Читать «Восход и закат» онлайн - страница 21

Эдвард Джордж Бульвер-Литтон

Филипп пробудился от своего счастливого сна при мерцании фонарей, при стуке повозок и фур, среди толкотни, крику, дымкой, суетливой жизни и нестройного шуму лондонских улиц. Он смутно припоминал, оглядывался и увидел чужие глаза, устремленные на него с заботливостью и лаской.

– Вы хорошо спали? спросил пассажир с улыбкой.

– И вы позволили мне так утрудить вас? сказал Филипп с такою благодарностью в тоне и во взоре, какой не показывал отроду, быть-может, никому кроме своих родителей.

– Вы, верно, не много видели ласк, когда так высоко цените это?

– Нет, некогда все люди были со мною ласковы и добры. Но тогда я не умел ценить этого.

Тут омнибус со стуком въехал под темный свод ворот постоялого двора.

– Берегите свое здоровье: оно, кажется, плохо, сказал незнакомец, впотьмах положив суверен в руку Филиппа.

– Благодарю вас от всего сердца, но… мне не нужно денег. В мои лета стыдно принимать милостыни. Но если б вы могли доставить мне какое-нибудь место, я принял бы с радостью. То, которое мне предлагают, очень невыгодно, бедно. У меня, дома, мать и малолетний брат… Я об них должен заботиться.

– Место? Да, я знаю место, да только вам надобно будет обратиться не ко мне, чтобы получить его. Мы, вероятно, уже не увидимся. Примите то, которое вам предлагают, как оно ни плохо. Остерегайтесь вреда и стыда. Прощайте.

С этими словами незнакомец сошел с империала и, указав кучеру, куда отнести чемодан, пошел навстречу трем порядочно одетым мужчинам, которые дружески пожали ему руку и приветствовали его, казалось, с радостью.

– У него по крайней мере есть друзья! тихо проговорил Филипп со вздохом, и пошел домой по темной и пустой улице.

Через неделю началось его испытание у мистера Плаксвита. Болезнь Катерины в это время до-того усилилась, что она решилась посоветоваться с доктором, чтобы сколько возможно определеннее узнать свою судьбу. Ответ оракула сначала был двусмыслен, но когда Катерина с твердостью сказала, что имеет обязанности и что от откровенного ответа его будут зависеть распоряжения её насчет сирот, что бы они не остались без хлеба и пристанища, когда она умрет, доктор пристально взглянул ей в лицо, прочел на нем спокойную решимость и отвечал откровенно:

– Так не теряйте времени, мистрисс: распорядитесь. Жизнь вообще не верна, а ваша в-особенности. Вы, может-быть, проживете еще долго, но организм из расстроен, Я опасаюсь, что у вас водяная в груди. Полноте, мистрисс… я не возьму платы. Завтра я опять побываю у вас.

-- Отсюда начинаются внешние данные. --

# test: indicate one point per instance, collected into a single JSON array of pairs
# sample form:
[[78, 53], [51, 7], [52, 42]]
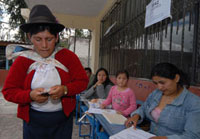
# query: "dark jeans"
[[48, 125]]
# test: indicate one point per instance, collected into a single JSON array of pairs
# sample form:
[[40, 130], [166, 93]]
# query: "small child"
[[121, 97]]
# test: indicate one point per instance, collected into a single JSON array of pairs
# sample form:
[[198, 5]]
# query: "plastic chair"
[[100, 134]]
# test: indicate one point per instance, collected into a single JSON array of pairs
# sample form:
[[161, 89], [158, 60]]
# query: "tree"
[[13, 7]]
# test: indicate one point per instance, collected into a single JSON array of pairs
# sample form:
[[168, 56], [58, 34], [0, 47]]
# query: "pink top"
[[124, 101], [156, 114]]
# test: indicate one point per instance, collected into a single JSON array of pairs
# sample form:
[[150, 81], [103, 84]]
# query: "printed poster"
[[156, 11]]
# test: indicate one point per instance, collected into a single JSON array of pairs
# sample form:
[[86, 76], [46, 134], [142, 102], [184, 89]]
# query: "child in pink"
[[121, 97]]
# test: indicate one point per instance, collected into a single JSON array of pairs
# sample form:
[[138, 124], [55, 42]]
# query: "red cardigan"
[[17, 85]]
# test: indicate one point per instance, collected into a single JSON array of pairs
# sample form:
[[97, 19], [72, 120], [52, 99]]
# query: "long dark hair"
[[107, 81], [168, 70]]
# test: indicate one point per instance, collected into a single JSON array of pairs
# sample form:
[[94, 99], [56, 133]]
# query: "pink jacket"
[[124, 101]]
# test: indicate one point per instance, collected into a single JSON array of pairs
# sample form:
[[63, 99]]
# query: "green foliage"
[[13, 7]]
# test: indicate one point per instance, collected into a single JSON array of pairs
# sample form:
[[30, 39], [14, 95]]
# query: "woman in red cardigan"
[[45, 80]]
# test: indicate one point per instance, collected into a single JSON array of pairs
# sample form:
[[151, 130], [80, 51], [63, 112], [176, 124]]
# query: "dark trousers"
[[48, 125]]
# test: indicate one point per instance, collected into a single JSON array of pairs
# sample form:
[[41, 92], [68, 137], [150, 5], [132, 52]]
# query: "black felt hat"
[[40, 14]]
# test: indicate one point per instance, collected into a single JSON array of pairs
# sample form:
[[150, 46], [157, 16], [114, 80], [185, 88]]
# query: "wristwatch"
[[65, 90]]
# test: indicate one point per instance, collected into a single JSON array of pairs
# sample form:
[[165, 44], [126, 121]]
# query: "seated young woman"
[[174, 112], [100, 87]]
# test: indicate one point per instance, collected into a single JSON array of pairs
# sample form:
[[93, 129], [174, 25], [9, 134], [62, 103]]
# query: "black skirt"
[[48, 125]]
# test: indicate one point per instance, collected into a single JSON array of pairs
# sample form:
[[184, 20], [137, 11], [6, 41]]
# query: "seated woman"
[[174, 112], [120, 96], [100, 87]]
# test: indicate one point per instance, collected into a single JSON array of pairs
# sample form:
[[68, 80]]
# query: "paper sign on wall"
[[156, 11]]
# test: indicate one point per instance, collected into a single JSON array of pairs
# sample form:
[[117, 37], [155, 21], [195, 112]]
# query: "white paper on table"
[[100, 111], [131, 133]]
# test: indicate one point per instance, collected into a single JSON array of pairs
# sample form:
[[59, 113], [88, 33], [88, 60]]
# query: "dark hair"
[[168, 70], [122, 72], [88, 69], [107, 81], [36, 28]]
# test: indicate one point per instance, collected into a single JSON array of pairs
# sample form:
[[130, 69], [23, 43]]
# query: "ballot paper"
[[114, 118], [131, 133]]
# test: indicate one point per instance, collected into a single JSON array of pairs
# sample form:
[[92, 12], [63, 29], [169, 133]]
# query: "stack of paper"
[[114, 118], [131, 133]]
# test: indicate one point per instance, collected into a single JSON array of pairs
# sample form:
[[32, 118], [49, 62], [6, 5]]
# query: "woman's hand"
[[36, 95], [56, 92], [132, 121]]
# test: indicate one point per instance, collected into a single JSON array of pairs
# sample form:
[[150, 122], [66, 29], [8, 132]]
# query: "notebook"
[[114, 118]]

Докторе обратился к Сиднею.

– А мой сын, доктор? заботливо спросила мать совсем забывая себе самой произнесенный приговор: он так бледен!

– Вовсе нет, сударыня. Видите какой он молодец! сказал доктор, потрепав Сиднея по плечу, и вышел.

– Бедное, бедное дитя мое! шептала мать: я теперь уже не смею думать о себе.

Она отерла слезу и задумалась. Видя близкую смерть перед глазами, могла ли она решаться отвергнуть предложение брата? Предложение, которым по крайней мере обеспечивалось сироте пристанище? Если она умрет, не расторгается ли связь между дядей и племянником? Приймет ли тогда Рожер бедного мальчика так же ласково, как теперь, когда она сама может попросит за него, когда она своими руками передаст ему дорогой залог любви? Она обдумала и решилась, и в этой решимости сосредоточилась вся сила самопожертвования материнской любви. Она решилась отдать своего последнего сына, всю свою радость, все свое утешение; она хотела умереть одна… одна!